Challenging the Spectrum Mindset
Sura said the FCC's spectrum focus should be “not to manage scarcity” but to allow innovation and “decentralized experimentation.” He indicated that Carr plans to continue to push to get more spectrum in play where it’s most needed.
“Abundance thinking” requires “challenging reservations and allocations that were made decades ago,” Sura said. He asked why federal agencies, or “spectrum speculators,” should be allowed to “squat” on hundreds of megahertz of lightly used spectrum.
The space economy shows that abundance “can emerge even within systems that were designed for scarcity,” Sura argued. Other regulators, including the EU, “have clung to scarcity mindsets,” and such assumptions “tend to be self-fulfilling.” The cost of not acting is too often invisible, he added. “We don’t see the innovations that weren’t pursued,” the infrastructure that doesn’t get built and the competition that never emerges.
Historically, the FCC has focused on regulating monopoly networks, Sura said. The “entire apparatus” of utility regulation, “from rate of return oversight” to common carrier regulation, “was built on accepting monopoly as the inevitable and focusing on constraint rather than abundance.”
Sura warned that the history of telecom regulation continues to shape the present, even as the industry has changed in fundamental ways. For example, the case for net neutrality rules was based on an old view of regulation, he said, but those rules viewed internet access as a “bottleneck … controlled by a small number of last-mile providers.”
In a separate panel discussion Monday, Rob Alderfer, vice president of technology policy at Charter Communications, predicted that one of the big spectrum trends this year will be the continued deployment of Wi-Fi in the 6 GHz band. That’s important because it’s "seeding" the next generation of broadband and mobile connectivity, he said.

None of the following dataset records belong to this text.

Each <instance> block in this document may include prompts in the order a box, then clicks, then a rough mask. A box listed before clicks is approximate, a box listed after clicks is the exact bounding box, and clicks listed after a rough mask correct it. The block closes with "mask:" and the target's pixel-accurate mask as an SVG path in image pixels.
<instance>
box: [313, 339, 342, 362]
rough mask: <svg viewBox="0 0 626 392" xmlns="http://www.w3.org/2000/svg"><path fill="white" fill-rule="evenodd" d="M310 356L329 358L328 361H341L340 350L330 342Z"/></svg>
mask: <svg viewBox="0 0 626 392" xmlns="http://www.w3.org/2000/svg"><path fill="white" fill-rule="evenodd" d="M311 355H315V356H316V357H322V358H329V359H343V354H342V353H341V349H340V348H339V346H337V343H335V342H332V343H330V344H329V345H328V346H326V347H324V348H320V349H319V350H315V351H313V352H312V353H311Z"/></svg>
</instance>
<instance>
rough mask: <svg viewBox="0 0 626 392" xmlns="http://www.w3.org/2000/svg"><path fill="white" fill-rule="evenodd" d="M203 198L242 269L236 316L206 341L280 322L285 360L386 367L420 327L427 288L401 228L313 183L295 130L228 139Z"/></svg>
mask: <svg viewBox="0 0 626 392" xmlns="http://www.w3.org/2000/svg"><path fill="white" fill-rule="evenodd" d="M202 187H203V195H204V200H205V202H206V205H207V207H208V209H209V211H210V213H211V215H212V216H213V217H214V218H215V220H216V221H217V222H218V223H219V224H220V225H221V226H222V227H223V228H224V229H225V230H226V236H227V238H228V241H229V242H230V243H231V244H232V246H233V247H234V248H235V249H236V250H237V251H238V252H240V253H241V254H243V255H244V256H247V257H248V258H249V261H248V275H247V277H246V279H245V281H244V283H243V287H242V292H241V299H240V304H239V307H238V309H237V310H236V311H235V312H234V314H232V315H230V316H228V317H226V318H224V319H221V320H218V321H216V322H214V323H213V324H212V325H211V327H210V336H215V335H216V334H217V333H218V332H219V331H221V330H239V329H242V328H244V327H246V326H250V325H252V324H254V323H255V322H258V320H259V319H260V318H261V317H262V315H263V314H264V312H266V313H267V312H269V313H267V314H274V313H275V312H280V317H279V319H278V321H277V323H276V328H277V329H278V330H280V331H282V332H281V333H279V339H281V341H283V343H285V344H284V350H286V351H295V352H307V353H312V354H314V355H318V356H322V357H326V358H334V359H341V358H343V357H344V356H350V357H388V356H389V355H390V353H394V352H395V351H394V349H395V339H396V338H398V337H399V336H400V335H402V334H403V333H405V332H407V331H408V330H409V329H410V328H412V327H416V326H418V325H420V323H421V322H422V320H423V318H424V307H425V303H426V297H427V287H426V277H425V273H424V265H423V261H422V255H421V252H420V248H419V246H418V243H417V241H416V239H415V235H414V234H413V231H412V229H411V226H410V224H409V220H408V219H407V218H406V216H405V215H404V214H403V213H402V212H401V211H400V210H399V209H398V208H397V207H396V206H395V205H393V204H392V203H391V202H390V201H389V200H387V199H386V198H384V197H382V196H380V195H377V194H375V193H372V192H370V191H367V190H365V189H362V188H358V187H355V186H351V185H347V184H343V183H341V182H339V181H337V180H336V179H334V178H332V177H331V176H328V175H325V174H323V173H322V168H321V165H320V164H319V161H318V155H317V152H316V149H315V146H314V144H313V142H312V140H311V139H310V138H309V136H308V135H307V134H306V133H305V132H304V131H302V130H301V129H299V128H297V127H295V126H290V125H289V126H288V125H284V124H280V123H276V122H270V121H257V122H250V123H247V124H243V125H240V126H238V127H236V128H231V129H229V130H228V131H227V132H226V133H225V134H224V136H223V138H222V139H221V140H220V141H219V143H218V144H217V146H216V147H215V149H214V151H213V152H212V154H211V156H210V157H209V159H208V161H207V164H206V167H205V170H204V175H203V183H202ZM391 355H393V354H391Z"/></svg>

Alderfer also predicted much more discussion about sharing in the bands identified by Congress in the spectrum reallocation bill for possible mobile broadband based on “the realities of those bands.” Just one of the bands being studied, 2.7-2.9 GHz, contains more than 1,800 federal frequency assignments, and in the 4.4-4.9 GHz band, there are more than 5,000, he said. “It’s hard to imagine” sharing won’t be part of the plan for both.
Michael Calabrese, director of the Wireless Future Program at New America, said he would love to see 4.4-4.9 GHz assigned to carriers for wireless use, while 2.7-2.9 GHz could be given over “for something else that’s giving us something new.” Unlicensed is also evolving, he noted. Wi-Fi 8 will make the technology more “deterministic” so users can prioritize applications, making Wi-Fi more like 5G, he said.
Monisha Ghosh, a professor of electrical sharing at the University of Notre Dame, said that despite arguments that spectrum is “the lifeblood” of the wireless industry, "we still don’t do enough" to measure use, and Ookla studies aren’t sufficient. Policymakers need to look at coverage: “Where is the spectrum actually being deployed and … used?” she asked. Policymakers also need better models for interference and propagation, she said.